We investigated the progression of healthcare cybersecurity over 2014–2019 as measured by external risk ratings. We further examined the relationship between hospital data breaches and cybersecurity ratings

Materials and Methods:

Using Fortune 1000 firms as a benchmark, time trends in hospital cybersecurity ratings were compared using linear regression. Further, the relationship between hospital data breaches and cybersecurity ratings was modeled using logistic regression. Hospital breach data were collected from US HHS, and cybersecurity ratings were provided by BitSight.

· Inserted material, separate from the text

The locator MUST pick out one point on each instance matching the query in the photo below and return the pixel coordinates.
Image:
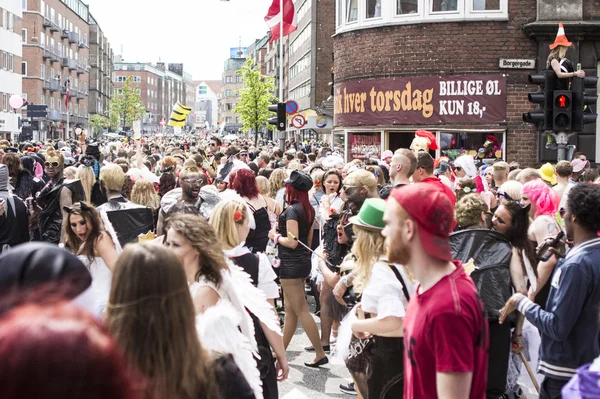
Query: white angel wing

The resulting study sample yielded 3528
hospital-year observations

Results:

In aggregate, we found that hospitals had significantly lower cybersecurity ratings than Fortune 1000 firms, however, hospitals have closed the gap in recent years. We also found that hospitals with the low security ratings were associated with significant risk of a data breach, with the probability of a breach in a given year ranging from 14% to 33%.

Discussion:

Recent cyber-attacks in healthcare continue to illustrate the need to better secure information systems. While hospitals have reduced cyber risk over the past decade, they remain statistically more vulnerable than the Fortune 1000 firms against botnets, spam, and malware.

Conclusion:

Policy makers should continue encouraging acute-care hospitals to proactively invest in security controls that reduce cyber risk. Best practices from other sectors like the financial services sector could provide useful guides and benchmarks for improvement.